When did linseed become flax? I often get startled looks when I call those little beggars in the Red River Cereal linseed, but I sure wouldn’t dare call the oil version by that name, because we know linseed oil as a furniture polish, traditional oil for cricket bats, and paint solvent, not as the trendy and expensive wonder-supplement we call flax seed oil.
The source of all this is a plant whose full and proper name is Linum usitatissimum, as we might have guessed by the names of other of its products, linoleum and linen for example. It is also grown as an ornamental plant in gardens, its sky blue flowers opening only in the morning. Other uses include dye, paper, medicines, poultices, fishing nets and soap, as well as a handy plug for drains (wrap it up first though eh?). If you’re not keen on sardines or cold water/oily fish, ground flax seed or flax seed oil are particularly good sources of Omega-3. It’s not something I’ve seen used as a central ingredient in cooking – its flavour is pretty nondescript – but you can add it for nutritional and/or decorative reasons to a number of baked goods, soups, grains etc.
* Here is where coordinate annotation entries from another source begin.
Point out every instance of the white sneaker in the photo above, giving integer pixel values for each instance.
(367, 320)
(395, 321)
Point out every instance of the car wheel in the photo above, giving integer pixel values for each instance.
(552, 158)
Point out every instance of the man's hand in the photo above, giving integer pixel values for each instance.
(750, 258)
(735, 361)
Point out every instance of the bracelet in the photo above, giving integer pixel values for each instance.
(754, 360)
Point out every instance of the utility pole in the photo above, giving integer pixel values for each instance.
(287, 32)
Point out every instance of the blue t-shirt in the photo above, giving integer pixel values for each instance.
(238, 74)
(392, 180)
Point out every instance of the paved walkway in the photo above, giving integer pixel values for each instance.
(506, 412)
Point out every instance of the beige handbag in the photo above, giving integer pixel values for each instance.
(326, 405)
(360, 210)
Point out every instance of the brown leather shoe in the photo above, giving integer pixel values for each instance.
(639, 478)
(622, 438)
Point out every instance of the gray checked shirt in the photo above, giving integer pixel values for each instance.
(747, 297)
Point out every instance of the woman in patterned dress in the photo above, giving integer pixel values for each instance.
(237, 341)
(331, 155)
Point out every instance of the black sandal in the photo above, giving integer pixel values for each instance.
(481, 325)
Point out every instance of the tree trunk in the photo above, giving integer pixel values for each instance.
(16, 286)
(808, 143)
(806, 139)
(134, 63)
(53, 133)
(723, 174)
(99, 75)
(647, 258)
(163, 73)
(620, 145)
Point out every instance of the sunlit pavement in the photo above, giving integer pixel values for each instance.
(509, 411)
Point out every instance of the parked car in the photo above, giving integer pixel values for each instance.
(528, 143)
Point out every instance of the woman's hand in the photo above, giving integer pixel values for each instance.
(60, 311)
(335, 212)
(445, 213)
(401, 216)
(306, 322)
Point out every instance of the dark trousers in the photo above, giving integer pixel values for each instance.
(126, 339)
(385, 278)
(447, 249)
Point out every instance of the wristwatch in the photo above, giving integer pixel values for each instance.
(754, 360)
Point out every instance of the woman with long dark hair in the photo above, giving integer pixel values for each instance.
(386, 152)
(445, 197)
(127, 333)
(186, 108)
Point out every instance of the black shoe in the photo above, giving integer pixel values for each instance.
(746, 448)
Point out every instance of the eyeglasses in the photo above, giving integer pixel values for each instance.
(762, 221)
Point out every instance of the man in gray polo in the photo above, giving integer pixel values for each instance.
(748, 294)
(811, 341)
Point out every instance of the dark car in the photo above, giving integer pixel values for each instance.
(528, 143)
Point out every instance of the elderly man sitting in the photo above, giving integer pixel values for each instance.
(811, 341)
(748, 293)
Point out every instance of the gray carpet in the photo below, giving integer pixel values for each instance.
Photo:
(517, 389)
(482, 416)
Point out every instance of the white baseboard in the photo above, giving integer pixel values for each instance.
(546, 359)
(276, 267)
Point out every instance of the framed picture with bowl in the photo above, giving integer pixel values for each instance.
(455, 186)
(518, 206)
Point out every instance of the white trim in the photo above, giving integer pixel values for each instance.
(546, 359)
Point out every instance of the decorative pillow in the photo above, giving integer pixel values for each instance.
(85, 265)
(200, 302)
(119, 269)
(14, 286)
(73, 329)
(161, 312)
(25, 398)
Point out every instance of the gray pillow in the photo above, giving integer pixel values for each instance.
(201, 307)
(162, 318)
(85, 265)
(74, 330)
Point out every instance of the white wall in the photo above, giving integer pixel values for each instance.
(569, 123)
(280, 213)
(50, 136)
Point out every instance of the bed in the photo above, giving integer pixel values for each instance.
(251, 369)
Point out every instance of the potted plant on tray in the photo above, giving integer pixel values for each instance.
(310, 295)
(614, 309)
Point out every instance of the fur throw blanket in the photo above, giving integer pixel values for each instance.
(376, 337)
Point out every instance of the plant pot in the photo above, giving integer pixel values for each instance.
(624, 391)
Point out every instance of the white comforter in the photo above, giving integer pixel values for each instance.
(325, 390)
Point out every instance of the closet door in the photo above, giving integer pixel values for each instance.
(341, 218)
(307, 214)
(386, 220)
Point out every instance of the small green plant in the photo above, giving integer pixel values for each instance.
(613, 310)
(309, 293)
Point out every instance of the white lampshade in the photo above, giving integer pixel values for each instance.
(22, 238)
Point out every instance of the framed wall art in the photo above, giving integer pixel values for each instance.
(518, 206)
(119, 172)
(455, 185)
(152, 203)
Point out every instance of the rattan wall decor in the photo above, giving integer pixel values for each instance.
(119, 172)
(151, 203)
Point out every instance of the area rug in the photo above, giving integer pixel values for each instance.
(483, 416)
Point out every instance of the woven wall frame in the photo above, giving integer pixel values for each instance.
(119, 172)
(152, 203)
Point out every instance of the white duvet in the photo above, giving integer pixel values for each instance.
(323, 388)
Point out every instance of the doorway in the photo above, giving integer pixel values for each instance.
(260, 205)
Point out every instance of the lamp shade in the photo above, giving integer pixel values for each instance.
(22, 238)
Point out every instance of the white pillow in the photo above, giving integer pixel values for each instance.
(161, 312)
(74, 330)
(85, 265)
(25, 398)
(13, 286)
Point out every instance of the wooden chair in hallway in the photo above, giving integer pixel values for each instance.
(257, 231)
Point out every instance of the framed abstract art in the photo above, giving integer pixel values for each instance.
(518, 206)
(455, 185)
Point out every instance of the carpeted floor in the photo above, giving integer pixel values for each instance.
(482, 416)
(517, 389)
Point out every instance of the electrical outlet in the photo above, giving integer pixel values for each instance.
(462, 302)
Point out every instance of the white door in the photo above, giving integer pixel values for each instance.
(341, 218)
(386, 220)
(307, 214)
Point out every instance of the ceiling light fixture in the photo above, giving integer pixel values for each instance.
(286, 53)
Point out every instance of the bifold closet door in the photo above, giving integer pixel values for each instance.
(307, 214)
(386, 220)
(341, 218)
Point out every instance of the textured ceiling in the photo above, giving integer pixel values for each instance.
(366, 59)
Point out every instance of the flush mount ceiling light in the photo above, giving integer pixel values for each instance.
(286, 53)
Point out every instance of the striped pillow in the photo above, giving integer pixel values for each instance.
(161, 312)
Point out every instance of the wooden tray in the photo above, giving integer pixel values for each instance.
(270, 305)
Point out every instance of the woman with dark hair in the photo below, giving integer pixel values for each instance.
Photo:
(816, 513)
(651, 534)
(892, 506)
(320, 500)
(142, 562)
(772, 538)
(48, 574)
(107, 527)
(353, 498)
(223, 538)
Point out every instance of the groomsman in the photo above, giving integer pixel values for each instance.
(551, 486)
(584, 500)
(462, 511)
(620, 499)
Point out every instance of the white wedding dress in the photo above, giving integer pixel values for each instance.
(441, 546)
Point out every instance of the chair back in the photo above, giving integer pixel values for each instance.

I was leafing through my new copy of PN Review which includes a review of the University of Chicago’s recent exhibition The Making of Modern Poetry. The show’s over now, and on the wrong side of this continent, but I liked the reported response by John Ashbery to an acceptance by a literary magazine of his poem Europe, exclaining it was “the best news since the Treaty of Utrecht“.
In my wanderings on the U of Chicago site looking for information on the exhibition, I encountered Poem Present, where you can, if you have QuickTime or an MP3 player, hear and view past readings, including a reading and lecture by Robert Creeley who visited the university the year before he died. What a wonderful world.